Every year in the United States, thousands of people die at the hands of a public health crisis that has plagued the country for decades. Gun violence is responsible for the death of more than 110 Americans every day and firearms are the leading cause of death for children and teens in the United States. It is a detriment to the health, safety, and well-being of people across the country and has continuously infiltrated all our communities. Similar to most public health crises, gun violence also disproportionately impacts poorer communities and communities of color.

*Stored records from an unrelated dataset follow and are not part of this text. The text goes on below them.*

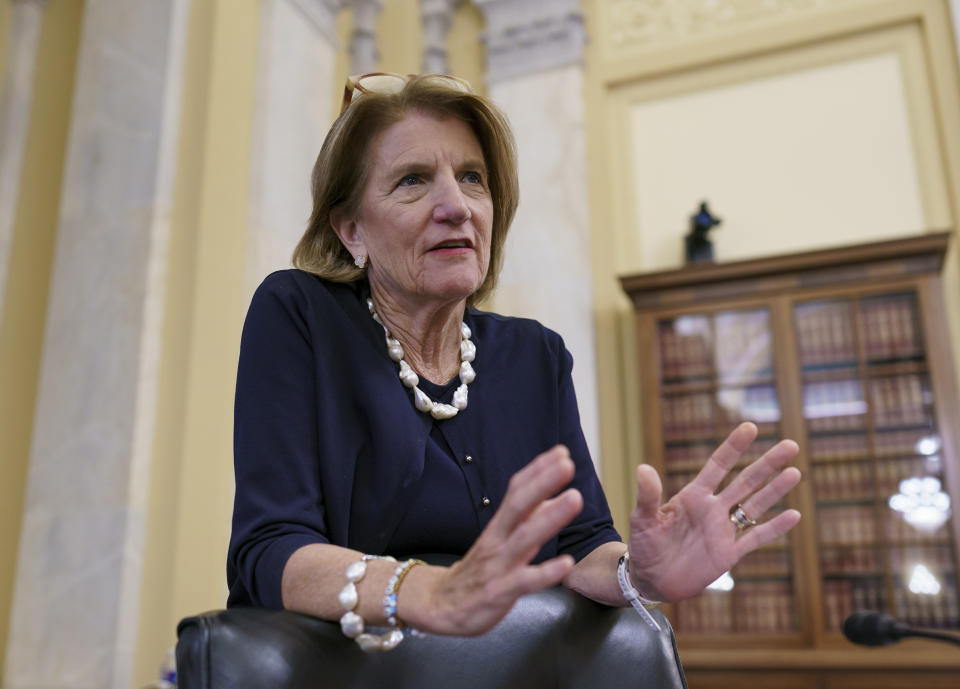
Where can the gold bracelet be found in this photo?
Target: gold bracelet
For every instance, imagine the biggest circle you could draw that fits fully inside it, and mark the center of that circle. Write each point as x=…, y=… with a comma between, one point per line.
x=390, y=593
x=351, y=623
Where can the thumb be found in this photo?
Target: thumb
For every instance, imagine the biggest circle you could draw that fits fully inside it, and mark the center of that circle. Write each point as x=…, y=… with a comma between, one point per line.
x=649, y=491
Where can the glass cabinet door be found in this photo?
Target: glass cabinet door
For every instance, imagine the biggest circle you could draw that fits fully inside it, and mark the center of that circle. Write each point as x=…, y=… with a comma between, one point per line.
x=716, y=370
x=881, y=507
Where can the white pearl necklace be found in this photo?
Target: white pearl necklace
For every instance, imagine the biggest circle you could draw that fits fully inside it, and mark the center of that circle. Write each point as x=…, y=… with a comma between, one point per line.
x=409, y=377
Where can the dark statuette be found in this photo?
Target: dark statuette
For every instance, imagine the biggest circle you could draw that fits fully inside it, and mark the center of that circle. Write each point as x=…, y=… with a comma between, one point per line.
x=699, y=247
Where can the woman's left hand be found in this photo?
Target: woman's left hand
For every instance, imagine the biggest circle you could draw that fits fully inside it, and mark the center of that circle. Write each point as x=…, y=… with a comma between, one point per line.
x=678, y=548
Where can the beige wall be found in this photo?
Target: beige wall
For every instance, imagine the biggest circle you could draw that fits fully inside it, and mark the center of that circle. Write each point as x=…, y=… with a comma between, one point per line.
x=656, y=102
x=31, y=257
x=805, y=129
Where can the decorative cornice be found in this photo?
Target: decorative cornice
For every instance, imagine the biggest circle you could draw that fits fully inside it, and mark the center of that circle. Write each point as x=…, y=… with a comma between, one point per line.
x=363, y=41
x=634, y=24
x=322, y=14
x=436, y=15
x=525, y=37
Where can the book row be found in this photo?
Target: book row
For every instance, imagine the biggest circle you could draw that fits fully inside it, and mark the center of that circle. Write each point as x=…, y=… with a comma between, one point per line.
x=825, y=334
x=928, y=610
x=743, y=345
x=870, y=560
x=765, y=606
x=765, y=562
x=686, y=349
x=887, y=325
x=692, y=456
x=696, y=415
x=843, y=597
x=899, y=400
x=857, y=525
x=885, y=443
x=862, y=480
x=834, y=405
x=838, y=405
x=740, y=349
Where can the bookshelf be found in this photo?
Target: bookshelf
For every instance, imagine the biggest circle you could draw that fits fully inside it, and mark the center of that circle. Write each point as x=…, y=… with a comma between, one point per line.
x=846, y=351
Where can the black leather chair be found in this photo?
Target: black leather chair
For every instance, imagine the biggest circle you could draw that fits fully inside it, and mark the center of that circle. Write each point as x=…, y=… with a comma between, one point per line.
x=555, y=638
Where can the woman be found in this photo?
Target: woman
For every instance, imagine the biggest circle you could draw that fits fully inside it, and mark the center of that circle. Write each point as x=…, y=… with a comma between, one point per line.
x=379, y=413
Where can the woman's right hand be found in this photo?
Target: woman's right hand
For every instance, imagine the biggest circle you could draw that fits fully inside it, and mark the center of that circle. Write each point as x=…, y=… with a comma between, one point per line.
x=471, y=596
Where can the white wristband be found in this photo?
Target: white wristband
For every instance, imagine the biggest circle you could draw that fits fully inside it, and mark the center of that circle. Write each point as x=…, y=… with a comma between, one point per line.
x=633, y=596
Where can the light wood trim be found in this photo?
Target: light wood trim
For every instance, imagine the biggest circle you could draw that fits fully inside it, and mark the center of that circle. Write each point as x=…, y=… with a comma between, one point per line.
x=907, y=655
x=947, y=410
x=855, y=255
x=807, y=588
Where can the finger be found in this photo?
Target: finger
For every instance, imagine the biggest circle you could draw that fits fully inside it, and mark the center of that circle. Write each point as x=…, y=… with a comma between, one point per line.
x=533, y=578
x=767, y=532
x=772, y=493
x=725, y=457
x=759, y=472
x=530, y=486
x=541, y=525
x=649, y=494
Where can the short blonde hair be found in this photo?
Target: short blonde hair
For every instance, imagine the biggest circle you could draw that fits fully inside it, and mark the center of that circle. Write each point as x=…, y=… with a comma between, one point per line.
x=342, y=170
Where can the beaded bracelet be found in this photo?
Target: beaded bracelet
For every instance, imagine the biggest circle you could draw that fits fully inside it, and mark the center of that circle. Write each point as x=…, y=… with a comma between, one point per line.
x=351, y=623
x=390, y=593
x=632, y=595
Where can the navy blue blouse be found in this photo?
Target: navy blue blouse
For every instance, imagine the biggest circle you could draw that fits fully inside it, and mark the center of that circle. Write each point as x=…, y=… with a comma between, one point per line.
x=328, y=447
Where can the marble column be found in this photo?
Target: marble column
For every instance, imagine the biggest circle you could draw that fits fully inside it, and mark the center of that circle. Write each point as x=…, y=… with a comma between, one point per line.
x=15, y=102
x=436, y=15
x=535, y=73
x=955, y=11
x=297, y=56
x=75, y=604
x=363, y=40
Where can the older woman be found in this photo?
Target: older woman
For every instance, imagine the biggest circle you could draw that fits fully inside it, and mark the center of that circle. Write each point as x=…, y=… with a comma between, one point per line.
x=379, y=413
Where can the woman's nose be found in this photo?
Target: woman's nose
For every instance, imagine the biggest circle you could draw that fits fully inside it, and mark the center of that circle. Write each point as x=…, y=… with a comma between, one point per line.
x=450, y=205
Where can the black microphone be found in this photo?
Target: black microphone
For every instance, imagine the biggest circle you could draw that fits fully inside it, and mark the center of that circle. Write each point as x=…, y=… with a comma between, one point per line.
x=880, y=629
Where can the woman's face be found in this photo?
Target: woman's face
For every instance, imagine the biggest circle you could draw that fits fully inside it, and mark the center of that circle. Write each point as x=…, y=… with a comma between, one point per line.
x=426, y=215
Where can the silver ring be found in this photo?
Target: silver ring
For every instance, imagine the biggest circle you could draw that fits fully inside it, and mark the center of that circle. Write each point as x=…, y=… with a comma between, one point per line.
x=741, y=520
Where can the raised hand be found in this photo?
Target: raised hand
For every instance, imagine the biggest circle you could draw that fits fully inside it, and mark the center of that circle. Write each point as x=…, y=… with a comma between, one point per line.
x=475, y=593
x=678, y=548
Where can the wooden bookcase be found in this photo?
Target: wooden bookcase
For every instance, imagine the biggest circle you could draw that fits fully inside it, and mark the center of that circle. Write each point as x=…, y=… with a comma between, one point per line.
x=846, y=351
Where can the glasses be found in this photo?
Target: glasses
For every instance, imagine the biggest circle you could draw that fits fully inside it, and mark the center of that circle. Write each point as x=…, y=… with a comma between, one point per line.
x=390, y=82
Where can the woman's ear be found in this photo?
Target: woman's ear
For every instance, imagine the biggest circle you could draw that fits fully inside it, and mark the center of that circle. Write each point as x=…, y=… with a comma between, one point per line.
x=348, y=231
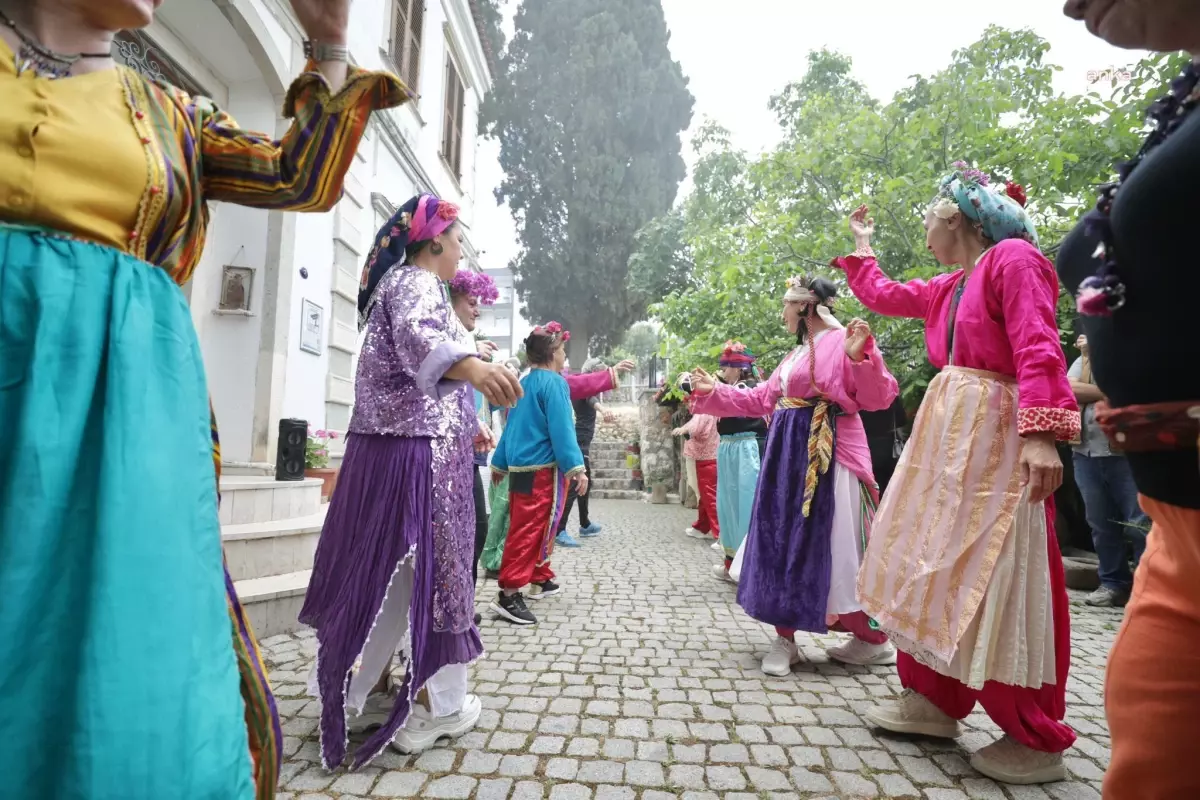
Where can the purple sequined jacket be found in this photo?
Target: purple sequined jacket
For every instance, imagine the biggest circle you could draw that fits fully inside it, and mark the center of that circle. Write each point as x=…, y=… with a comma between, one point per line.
x=412, y=338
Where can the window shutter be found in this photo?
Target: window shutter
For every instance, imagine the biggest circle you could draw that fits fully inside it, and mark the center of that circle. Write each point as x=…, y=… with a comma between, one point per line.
x=399, y=32
x=412, y=66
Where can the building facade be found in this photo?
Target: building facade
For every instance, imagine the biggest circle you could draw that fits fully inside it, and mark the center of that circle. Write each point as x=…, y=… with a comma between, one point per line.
x=275, y=296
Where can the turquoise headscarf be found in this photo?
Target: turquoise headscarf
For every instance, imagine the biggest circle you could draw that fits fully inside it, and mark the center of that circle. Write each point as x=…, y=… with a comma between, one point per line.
x=1000, y=216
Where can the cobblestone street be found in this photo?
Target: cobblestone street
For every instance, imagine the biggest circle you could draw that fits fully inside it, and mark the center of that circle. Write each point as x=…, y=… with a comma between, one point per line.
x=642, y=681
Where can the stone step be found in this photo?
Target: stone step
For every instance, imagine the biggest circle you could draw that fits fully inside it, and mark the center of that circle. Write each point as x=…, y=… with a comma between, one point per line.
x=274, y=603
x=607, y=471
x=261, y=549
x=616, y=494
x=613, y=483
x=256, y=498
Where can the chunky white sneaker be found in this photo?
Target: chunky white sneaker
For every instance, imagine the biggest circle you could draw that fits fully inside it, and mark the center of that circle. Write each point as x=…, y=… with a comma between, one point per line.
x=856, y=651
x=721, y=573
x=1011, y=762
x=376, y=711
x=911, y=713
x=423, y=729
x=783, y=655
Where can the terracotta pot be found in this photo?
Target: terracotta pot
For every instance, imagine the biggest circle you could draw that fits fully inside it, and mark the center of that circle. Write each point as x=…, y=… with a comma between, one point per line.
x=327, y=474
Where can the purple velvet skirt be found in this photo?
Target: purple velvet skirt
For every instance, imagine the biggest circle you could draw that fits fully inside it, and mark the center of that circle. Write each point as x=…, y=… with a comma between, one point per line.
x=396, y=498
x=785, y=571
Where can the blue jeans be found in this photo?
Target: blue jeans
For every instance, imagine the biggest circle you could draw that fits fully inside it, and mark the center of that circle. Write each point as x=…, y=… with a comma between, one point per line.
x=1110, y=503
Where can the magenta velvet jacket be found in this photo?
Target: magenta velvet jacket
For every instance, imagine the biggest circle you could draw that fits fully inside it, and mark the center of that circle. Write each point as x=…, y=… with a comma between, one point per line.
x=1006, y=324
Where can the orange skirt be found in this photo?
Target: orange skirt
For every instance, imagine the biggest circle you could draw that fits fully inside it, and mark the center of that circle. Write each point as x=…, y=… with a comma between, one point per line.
x=1152, y=687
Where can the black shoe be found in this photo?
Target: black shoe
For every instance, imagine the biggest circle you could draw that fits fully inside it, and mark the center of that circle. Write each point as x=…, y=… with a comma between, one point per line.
x=513, y=608
x=546, y=589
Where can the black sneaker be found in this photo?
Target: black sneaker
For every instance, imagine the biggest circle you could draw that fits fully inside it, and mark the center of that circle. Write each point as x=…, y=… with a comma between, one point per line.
x=547, y=589
x=513, y=608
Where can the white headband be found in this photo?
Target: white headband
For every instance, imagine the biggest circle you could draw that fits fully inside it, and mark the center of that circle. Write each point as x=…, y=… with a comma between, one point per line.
x=799, y=293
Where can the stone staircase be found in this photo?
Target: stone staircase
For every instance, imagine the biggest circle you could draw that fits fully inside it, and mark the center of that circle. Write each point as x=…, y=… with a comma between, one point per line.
x=269, y=530
x=611, y=479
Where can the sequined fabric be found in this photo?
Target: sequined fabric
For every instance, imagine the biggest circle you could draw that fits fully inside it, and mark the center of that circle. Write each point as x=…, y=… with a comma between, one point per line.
x=412, y=322
x=411, y=326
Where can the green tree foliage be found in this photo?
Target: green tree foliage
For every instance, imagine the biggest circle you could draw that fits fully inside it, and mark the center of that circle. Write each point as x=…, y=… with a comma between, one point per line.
x=588, y=109
x=751, y=223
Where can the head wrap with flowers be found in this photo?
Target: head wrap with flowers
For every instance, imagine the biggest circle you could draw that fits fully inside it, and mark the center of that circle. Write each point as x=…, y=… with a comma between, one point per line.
x=553, y=330
x=420, y=218
x=474, y=284
x=1000, y=214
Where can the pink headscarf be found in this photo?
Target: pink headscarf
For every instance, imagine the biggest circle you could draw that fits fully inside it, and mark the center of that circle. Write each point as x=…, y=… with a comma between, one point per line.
x=432, y=217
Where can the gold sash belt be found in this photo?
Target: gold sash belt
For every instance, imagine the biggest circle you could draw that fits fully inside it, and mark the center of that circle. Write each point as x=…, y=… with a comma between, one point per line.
x=821, y=429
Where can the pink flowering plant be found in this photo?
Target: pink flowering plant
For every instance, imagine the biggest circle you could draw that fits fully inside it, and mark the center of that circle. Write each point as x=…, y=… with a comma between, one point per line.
x=474, y=284
x=316, y=450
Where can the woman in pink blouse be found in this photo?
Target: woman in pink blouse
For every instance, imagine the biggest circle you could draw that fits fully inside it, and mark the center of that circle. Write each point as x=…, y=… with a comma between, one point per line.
x=963, y=569
x=701, y=447
x=816, y=493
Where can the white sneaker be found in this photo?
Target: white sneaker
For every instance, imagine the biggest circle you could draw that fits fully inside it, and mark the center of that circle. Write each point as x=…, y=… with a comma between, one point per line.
x=423, y=729
x=375, y=714
x=912, y=713
x=856, y=651
x=721, y=573
x=783, y=655
x=1011, y=762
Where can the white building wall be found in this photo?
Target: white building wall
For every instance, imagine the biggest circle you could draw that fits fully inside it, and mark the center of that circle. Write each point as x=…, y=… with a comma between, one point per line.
x=245, y=53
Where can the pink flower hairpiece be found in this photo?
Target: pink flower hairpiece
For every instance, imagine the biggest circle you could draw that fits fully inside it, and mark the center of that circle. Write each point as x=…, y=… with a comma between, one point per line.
x=552, y=329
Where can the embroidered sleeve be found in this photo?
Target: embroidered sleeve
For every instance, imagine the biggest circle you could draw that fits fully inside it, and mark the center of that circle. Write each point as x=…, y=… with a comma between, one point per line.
x=305, y=169
x=1063, y=422
x=880, y=293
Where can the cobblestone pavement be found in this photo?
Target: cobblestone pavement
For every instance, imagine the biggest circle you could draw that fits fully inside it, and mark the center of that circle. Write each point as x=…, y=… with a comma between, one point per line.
x=642, y=681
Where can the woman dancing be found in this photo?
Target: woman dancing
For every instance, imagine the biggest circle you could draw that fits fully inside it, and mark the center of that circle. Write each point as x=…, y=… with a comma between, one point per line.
x=393, y=566
x=803, y=548
x=121, y=639
x=963, y=570
x=738, y=457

Lack of both education and regulation around these weapons continues to create an environment where children are scared to go to school in fear of losing their lives. In the United States, individuals only have to be 18 years old to buy an assault rifle like the one that was used to kill 19 children and two teachers at Robb Elementary School in Uvalde, Texas this past May, making it the deadliest school shooting in almost a decade.
While debates continue over issues related to the Second Amendment, families are stuck grieving the unfair loss of their loved ones. While no parent should have to experience this pain, the reality in the United States is bleak — even during a time monopolized by the COVID-19 pandemic, the country witnessed twenty-seven school shootings that took the lives of hundreds of children just this year.
Congress has responded to this public health crisis by annually allocating $25 million to the Centers for Disease Control (“CDC”) and the National Institutes of Health (“NIH”) to research gun violence. The CDC uses a public health approach in analyzing gun violence by providing data to inform action, applying science to identify effective solutions, and promoting collaboration across multiple sectors to address the problem. Additionally, the CDC’s Division of Violence Prevention is currently funding ten state health departments, up to $225,000 per recipient, as part of an initiative to provide surveillance data on near-real time emergency visits for nonfatal firearm injuries.
Furthermore, Congress introduced and passed the Bipartisan Safer Communities Act (“BSCA”) this session, which will enhance background checks for buyers under 21 years old, disarm domestic abusers, invest in mental health services, and provide federal funding for Red Flag Laws. Though this was a monumental step in curbing the terror of gun violence, barriers still exist to achieving a country free from this crisis. In June 2022, the United States Supreme Court decided New York State Rifle and Pistol Association v. Bruen. This decision struck down a New York state law that restricted individuals from carrying handguns in public by requiring them to “demonstrate a special need for self-protection.” Removing these strict limitations on carrying firearms in public further threatens the health and safety of Americans across the country. Given the Supreme Court’s current conservative majority, it is critical that local, federal, and administrative leaders step up to save the thousands of lives that could be lost to gun violence in the coming years.
In February 2021, Senator Blumenthal of Connecticut introduced Ethan’s Law which aimed to establish a federal framework to regulate the storage of firearms on residential premises at the federal, state, and tribal levels. Although the bill did not pass federally, it is still possible to replicate these safety measures at the local and state level. So far, 23 states have adopted these laws, forcing gun owners to make a reasonable effort to safely store and lock their firearms so that they cannot be accessed by children. Through this effort, policymakers will reduce the almost 350 deaths annually that result from children unintentionally shooting themselves or others due to improper storage of firearms in their homes.
As demonstrated by the attempts detailed above, gun violence will not be an easy problem to solve. There must be a willingness to do whatever it takes to prevent guns from taking any more of our loved ones. This includes taking steps like securely storing firearms, advocating for bi-partisan legislation, and educating our communities on this public health crisis. It is through these tangible steps that our society can start to curb the terror of gun violence in the United States.